THE PRIVATE ISLANDS BLOG has “East Germany Lives On – As a Tiny Caribbean Island“. The island is uninhabited. Hell, in my last job I ran into numerous USSR passports, issued as late as 2000!
intheboatshed.net has “Hervey Benham on the wonderful benefits of sailing a smack“. Don’t know what a smack is? Go and find out then.
Never Sea Land is getting ready to buy a bigger boat, which means his cool “Norseboat 17.5 Searaven is for sale“. (He is on the US West Coast)
Haight’s Maritime Items has:
Maine – buoy bells have gone missing – The US Coast Guard issued a press release stating that a growing number of buoy bells have been removed from buoys along the Maine coast. Investigators suspect they are being stolen and sold. (8/14/08). – Dennis Bryant Holland & Knight homepage (Used with Permission)
Paris MOU – Annual Report – 2007 – The Paris MOU issued its Annual Report on Port State Control for 2007. It notes, that after several years of declining detention rates, those rates are now climbing. The report speculates that several factors may play a role, such as increased demand for tonnage worldwide and the reported difficulties of shipowners in finding well-qualified and experienced seafarers. (8/21/08). – Dennis Bryant Holland & Knight homepage (Used with Permission)
Fairplay Daily News has:
Three die as workers used for yard test – PROTESTERS have carried a mock coffin through Istanbul to dramatise their allegations of poor safety in Turkish shipyards.
In the most recent mishap, three men were killed on 11 August during a freefall test on a lifeboat at the Gisan yard in Istanbul’s Tuzla area. Thirteen others in the lifeboat were injured when a supporting cable snapped, propelling the craft onto a newly built tanker.

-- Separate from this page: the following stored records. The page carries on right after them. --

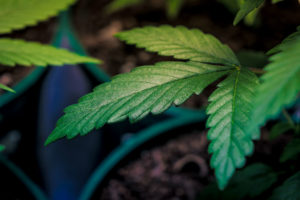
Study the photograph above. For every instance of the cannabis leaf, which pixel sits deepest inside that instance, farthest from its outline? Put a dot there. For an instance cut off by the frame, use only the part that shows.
(181, 43)
(173, 7)
(2, 147)
(16, 14)
(246, 8)
(146, 89)
(289, 190)
(4, 87)
(152, 89)
(229, 112)
(238, 188)
(14, 52)
(280, 85)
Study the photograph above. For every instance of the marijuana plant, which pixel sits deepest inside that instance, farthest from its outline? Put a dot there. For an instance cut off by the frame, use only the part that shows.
(15, 15)
(237, 109)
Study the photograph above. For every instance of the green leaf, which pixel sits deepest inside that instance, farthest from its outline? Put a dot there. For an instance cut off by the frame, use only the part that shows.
(286, 42)
(291, 151)
(2, 147)
(280, 85)
(276, 1)
(173, 7)
(238, 188)
(146, 89)
(289, 190)
(229, 112)
(4, 87)
(117, 5)
(17, 14)
(279, 129)
(232, 5)
(246, 8)
(181, 43)
(14, 52)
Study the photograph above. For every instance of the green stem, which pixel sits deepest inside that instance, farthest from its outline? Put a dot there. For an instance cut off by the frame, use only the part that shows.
(35, 190)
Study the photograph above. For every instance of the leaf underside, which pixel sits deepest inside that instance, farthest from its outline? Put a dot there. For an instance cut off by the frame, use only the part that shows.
(229, 111)
(13, 52)
(146, 89)
(181, 43)
(280, 85)
(16, 14)
(246, 8)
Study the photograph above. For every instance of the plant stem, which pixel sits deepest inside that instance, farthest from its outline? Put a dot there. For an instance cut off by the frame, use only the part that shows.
(288, 118)
(257, 70)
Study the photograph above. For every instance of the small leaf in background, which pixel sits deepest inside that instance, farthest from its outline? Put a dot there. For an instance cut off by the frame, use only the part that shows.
(180, 42)
(173, 8)
(276, 1)
(289, 190)
(232, 5)
(2, 147)
(291, 151)
(147, 89)
(17, 14)
(280, 85)
(4, 87)
(117, 5)
(249, 182)
(286, 42)
(15, 51)
(279, 129)
(246, 8)
(229, 109)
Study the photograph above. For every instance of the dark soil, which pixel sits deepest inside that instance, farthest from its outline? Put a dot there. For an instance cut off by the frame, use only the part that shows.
(179, 169)
(96, 30)
(42, 33)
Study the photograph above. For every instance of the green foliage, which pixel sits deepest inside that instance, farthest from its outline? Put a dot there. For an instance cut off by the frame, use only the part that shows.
(246, 8)
(229, 110)
(4, 87)
(16, 14)
(289, 190)
(286, 42)
(276, 1)
(181, 43)
(2, 147)
(117, 5)
(14, 52)
(146, 89)
(249, 182)
(291, 151)
(280, 84)
(173, 7)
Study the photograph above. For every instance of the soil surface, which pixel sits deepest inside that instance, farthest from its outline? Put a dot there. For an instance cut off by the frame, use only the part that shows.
(179, 169)
(96, 31)
(42, 33)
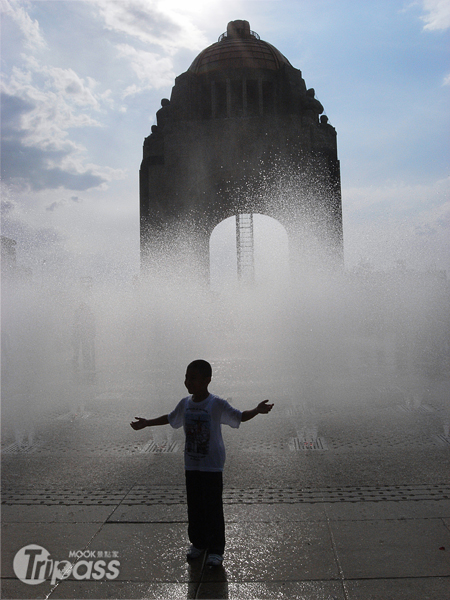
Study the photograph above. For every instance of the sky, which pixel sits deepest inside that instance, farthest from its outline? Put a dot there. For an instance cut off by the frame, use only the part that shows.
(82, 81)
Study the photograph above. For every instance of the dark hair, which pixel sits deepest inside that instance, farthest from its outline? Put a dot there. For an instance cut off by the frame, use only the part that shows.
(201, 366)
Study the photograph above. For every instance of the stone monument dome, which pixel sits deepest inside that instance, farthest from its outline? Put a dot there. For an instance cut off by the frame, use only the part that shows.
(239, 124)
(238, 48)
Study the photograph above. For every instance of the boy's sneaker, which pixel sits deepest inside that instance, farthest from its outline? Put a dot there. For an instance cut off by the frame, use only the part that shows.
(193, 553)
(214, 560)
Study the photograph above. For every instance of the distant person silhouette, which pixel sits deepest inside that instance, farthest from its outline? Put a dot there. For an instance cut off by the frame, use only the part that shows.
(83, 338)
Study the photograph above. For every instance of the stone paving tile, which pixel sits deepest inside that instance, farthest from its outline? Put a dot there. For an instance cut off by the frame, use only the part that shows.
(56, 514)
(153, 552)
(277, 590)
(369, 511)
(13, 589)
(383, 549)
(127, 590)
(428, 588)
(277, 552)
(240, 513)
(57, 538)
(150, 514)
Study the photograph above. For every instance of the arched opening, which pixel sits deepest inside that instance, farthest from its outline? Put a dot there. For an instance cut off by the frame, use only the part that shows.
(270, 252)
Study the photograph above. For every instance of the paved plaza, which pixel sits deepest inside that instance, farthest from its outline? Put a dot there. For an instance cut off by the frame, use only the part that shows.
(341, 493)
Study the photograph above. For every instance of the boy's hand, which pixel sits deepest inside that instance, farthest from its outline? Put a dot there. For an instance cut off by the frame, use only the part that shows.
(264, 408)
(139, 424)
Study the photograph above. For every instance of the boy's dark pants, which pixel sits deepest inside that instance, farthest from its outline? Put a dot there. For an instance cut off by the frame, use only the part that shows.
(205, 510)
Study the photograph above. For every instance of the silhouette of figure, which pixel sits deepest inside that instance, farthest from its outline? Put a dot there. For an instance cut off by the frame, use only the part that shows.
(83, 336)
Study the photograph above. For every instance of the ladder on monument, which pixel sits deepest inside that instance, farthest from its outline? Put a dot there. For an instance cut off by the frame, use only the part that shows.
(245, 247)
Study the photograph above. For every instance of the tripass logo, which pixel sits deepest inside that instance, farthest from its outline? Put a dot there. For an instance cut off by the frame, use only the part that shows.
(33, 564)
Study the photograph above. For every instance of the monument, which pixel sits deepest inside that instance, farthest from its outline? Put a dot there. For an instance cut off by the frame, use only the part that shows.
(240, 135)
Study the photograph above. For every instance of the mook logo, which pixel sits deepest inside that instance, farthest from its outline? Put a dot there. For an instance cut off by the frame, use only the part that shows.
(33, 564)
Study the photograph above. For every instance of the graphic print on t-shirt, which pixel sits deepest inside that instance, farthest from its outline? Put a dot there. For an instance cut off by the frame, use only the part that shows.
(198, 432)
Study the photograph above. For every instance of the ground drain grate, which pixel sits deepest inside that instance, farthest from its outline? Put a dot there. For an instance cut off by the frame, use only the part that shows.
(169, 495)
(17, 448)
(296, 444)
(423, 409)
(445, 439)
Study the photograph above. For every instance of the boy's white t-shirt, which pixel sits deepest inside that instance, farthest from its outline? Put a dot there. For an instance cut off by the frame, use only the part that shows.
(204, 448)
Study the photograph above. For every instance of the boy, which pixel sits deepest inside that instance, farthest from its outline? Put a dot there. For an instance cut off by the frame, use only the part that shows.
(202, 415)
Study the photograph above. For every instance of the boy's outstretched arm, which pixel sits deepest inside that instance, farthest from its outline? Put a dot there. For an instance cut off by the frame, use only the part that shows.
(262, 409)
(141, 422)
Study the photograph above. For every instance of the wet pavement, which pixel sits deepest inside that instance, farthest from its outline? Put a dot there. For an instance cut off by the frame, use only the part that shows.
(340, 493)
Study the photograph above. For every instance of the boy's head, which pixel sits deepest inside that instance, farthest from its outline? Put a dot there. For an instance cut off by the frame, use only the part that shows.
(198, 377)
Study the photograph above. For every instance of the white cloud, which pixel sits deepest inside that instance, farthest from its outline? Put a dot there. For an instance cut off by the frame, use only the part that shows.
(152, 70)
(29, 28)
(153, 22)
(438, 14)
(40, 105)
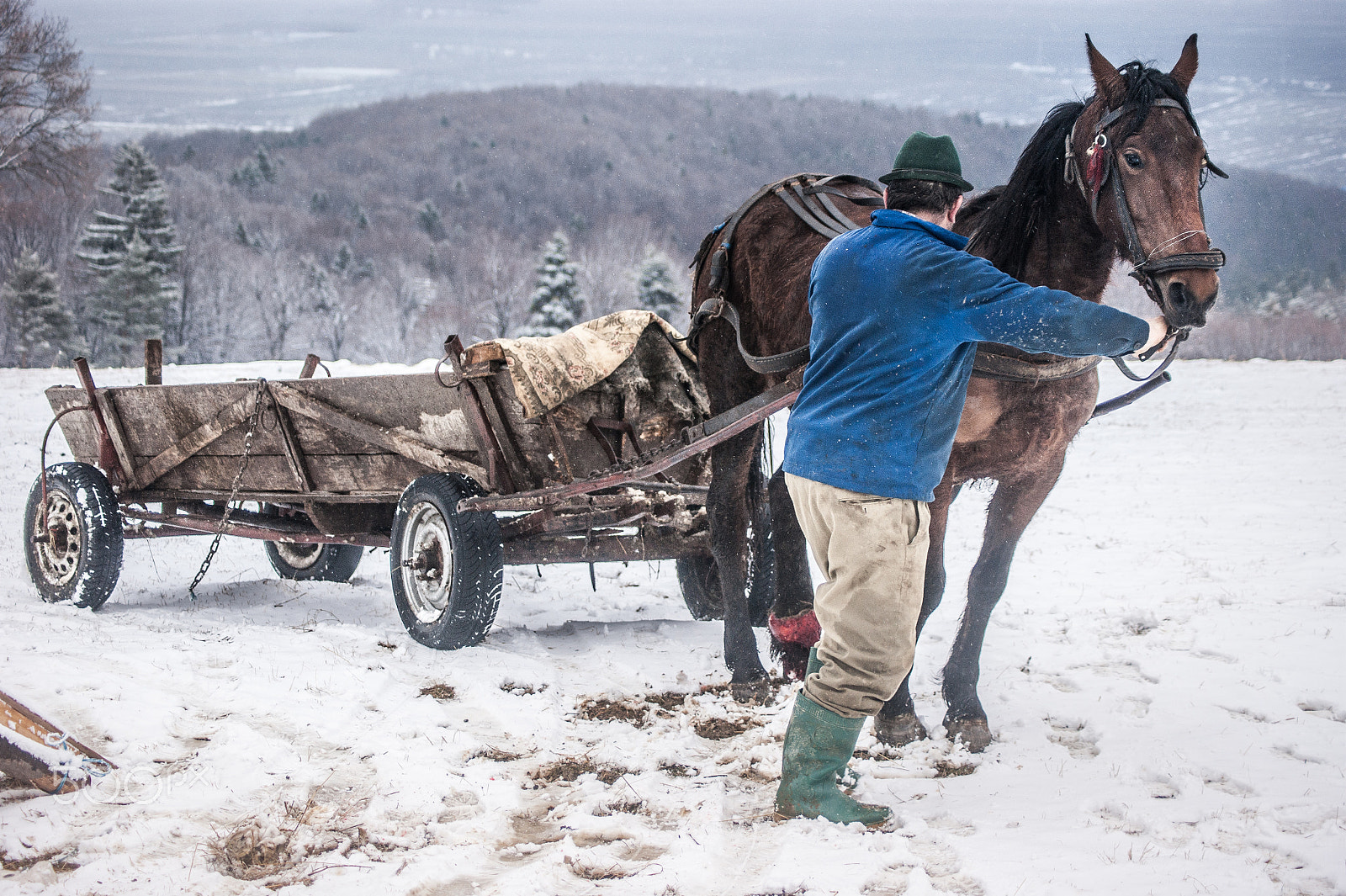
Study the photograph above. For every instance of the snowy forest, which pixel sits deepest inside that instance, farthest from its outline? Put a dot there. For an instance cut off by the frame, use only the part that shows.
(376, 231)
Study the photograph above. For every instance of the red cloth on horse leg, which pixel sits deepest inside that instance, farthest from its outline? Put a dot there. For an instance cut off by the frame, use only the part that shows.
(801, 628)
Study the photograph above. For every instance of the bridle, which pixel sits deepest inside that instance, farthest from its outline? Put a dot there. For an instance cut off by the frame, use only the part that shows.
(1099, 171)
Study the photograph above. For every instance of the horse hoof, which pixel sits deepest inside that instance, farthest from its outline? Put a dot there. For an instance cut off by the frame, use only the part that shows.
(975, 734)
(753, 692)
(899, 731)
(794, 658)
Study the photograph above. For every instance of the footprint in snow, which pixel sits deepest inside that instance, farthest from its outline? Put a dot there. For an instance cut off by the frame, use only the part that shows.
(1074, 736)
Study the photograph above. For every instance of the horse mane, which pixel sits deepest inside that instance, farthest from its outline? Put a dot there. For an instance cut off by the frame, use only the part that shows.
(1010, 222)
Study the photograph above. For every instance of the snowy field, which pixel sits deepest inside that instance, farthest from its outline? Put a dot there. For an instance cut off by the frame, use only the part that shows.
(1164, 680)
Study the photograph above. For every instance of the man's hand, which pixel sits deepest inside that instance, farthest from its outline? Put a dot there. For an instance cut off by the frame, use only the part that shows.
(1158, 334)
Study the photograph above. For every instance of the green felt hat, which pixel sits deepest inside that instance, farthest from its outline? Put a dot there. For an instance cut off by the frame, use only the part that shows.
(925, 157)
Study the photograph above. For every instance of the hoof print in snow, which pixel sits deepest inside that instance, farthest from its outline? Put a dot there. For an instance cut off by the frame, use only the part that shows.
(571, 768)
(605, 709)
(1074, 736)
(951, 768)
(439, 692)
(722, 728)
(495, 755)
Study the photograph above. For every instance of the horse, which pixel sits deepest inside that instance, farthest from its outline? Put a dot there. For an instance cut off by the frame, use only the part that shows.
(1115, 177)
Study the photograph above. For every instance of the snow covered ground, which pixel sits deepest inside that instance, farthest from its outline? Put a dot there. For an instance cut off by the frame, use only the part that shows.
(1164, 680)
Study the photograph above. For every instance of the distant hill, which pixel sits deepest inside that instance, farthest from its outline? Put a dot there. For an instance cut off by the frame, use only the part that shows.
(531, 159)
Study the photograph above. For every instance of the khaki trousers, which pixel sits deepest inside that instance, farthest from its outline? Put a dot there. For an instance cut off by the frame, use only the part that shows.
(872, 552)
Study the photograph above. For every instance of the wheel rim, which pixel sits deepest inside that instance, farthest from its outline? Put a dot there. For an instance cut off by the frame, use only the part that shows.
(426, 563)
(62, 538)
(299, 556)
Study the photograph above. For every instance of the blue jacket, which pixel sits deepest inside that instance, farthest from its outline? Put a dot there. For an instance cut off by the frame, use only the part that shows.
(898, 310)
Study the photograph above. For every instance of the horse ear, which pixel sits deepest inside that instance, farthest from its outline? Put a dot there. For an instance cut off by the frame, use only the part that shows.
(1186, 67)
(1107, 80)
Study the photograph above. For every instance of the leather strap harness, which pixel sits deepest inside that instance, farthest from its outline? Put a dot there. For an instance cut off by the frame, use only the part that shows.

Protesters said 99 workers have been killed at the yard since 1992, but Gisan’s founder, Mehmet Oyar, told Turkish reporters that inexperienced workers were to blame for the deaths.
When asked why workers were used to load the lifeboat instead of sandbags, Oyar said: “I’ve done this job for 48 years, and I don’t know about sandbags. Sandbags are not used in those tests.”
He added that Turk Loydu, the Turkish classification and certification society, permitted using people for the lifeboat test.
The accident closed Gisan for two days. – Fairplay Homepage (Used with Permission)
Submissions for future editions:
Please submit articles for inclusion in next week’s edition using the following submit form at Blog Carnival. You are also welcome to email stories and photos to email@example.com for inclusion in future editions as well as suggest areas of coverage.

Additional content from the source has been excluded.